After years of waiting, in May 2017 the renovation works for the installation of artificial grass were carried out. On 19 June of the same year the new facilities were inaugurated.

== Season to season ==

| Season | Tier | Division | Place | Copa del Rey |
|---|---|---|---|---|
| 1966–67 | 5 | 2ª Reg. | 8th |  |
| 1967–68 | 5 | 2ª Reg. | 5th |  |
| 1968–69 | 4 | 1ª Reg. | 14th |  |
| 1969–70 | 4 | 1ª Reg. | 4th |  |
| 1970–71 | 4 | 1ª Reg. | 10th |  |
| 1971–72 | 4 | 1ª Reg. | 14th |  |
| 1972–73 | 5 | 1ª Reg. | 16th |  |
| 1973–74 | 6 | 2ª Reg. | 13th |  |
| 1974–75 | 6 | 2ª Reg. | 9th |  |
| 1975–76 | 6 | 2ª Reg. | 14th |  |
| 1976–77 | 6 | 2ª Reg. | 7th |  |
| 1977–78 | 7 | 2ª Reg. | 3rd |  |
| 1978–79 | 6 | 1ª Reg. | 12th |  |
| 1979–80 | 6 | 1ª Reg. | 12th |  |
| 1980–81 | 6 | 1ª Reg. | 14th |  |
| 1981–82 | 6 | 1ª Reg. | 14th |  |
| 1982–83 | 6 | 1ª Reg. | 9th |  |
| 1983–84 | 6 | 1ª Reg. | 8th |  |
| 1984–85 | 6 | 1ª Reg. | 3rd |  |
| 1985–86 | 5 | Reg. Pref. | 18th |  |

| Season | Tier | Division | Place | Copa del Rey |
|---|---|---|---|---|
| 1986–87 | 6 | 1ª Reg. | 14th |  |
| 1987–88 | 6 | 1ª Reg. | 11th |  |
| 1988–89 | 6 | 1ª Reg. | 7th |  |
| 1989–90 | 6 | 1ª Reg. | 11th |  |
| 1990–91 | 6 | 1ª Reg. | 8th |  |
| 1991–92 | 6 | 1ª Reg. | 5th |  |
| 1992–93 | 6 | 1ª Reg. | 7th |  |
| 1993–94 | 6 | 1ª Reg. | 3rd |  |
| 1994–95 | 5 | Reg.

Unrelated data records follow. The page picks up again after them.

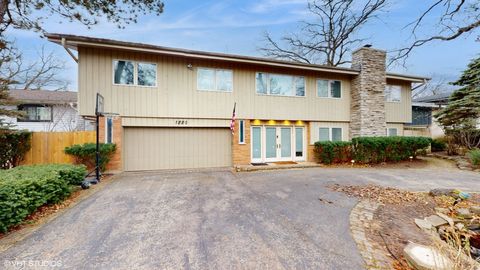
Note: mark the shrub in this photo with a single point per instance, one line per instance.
(333, 152)
(25, 188)
(85, 153)
(382, 149)
(474, 156)
(438, 145)
(13, 147)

Pref. | 16th |  |
| 1995–96 | 5 | Reg. Pref. | 20th |  |
| 1996–97 | 6 | 1ª Reg. | 11th |  |
| 1997–98 | 6 | 1ª Reg. | 2nd |  |
| 1998–99 | 5 | Reg. Pref. | 17th |  |
| 1999–2000 | 5 | Reg. Pref. | 19th |  |
| 2000–01 | 6 | 1ª Reg. | 11th |  |
| 2001–02 | 6 | 1ª Reg. | 2nd |  |
| 2002–03 | 5 | Reg. Pref. | 14th |  |
| 2003–04 | 5 | Reg. Pref. | 16th |  |
| 2004–05 | 5 | Reg. Pref. | 20th |  |
| 2005–06 | 6 | 1ª Reg. | 13th |  |

| Season | Tier | Division | Place | Copa del Rey |
|---|---|---|---|---|
| 2006–07 | 6 | 1ª Reg. | 1st |  |
| 2007–08 | 5 | Reg. Pref. | 11th |  |
| 2008–09 | 5 | Reg. Pref. | 4th |  |
| 2009–10 | 4 | 3ª | 18th |  |
| 2010–11 | 5 | Reg. Pref. | 8th |  |
| 2011–12 | 5 | Reg. Pref. | 12th |  |
| 2012–13 | 5 | Reg. Pref. | 5th |  |
| 2013–14 | 5 | Reg. Pref. | 5th |  |
| 2014–15 | 5 | Reg. Pref. | 19th |  |
| 2015–16 | 6 | 1ª Reg. | 1st |  |
| 2016–17 | 5 | Reg. Pref. | 18th |  |
| 2017–18 | 5 | Reg. Pref. | 18th |  |
| 2018–19 | 6 | 1ª Reg. | 6th |  |
| 2019–20 | 6 | 1ª Reg. | 6th |  |
| 2020–21 | 6 | 1ª Reg. | 7th |  |
| 2021–22 | 7 | 1ª Reg. | 7th |  |
| 2022–23 | 6 | Reg. Pref. | 12th |  |
| 2023–24 | 6 | Reg. Pref. | 15th |  |
| 2024–25 | 7 | Pref. Reg. | 18th |  |
| 2025–26 | 8 | 1ª Reg. |  |  |

----
- 1 season in Tercera División

== Honours ==
- Primera Regional
  - Winners (2): 2006–07, 2015–16
  - Runners-up (2): 1997–98, 2001–02

== Women's team ==

The club has a women's section. This was set up in 1999–2000 season and has since competed without interruption, becoming one of the oldest clubs in competition in Balearic Islands.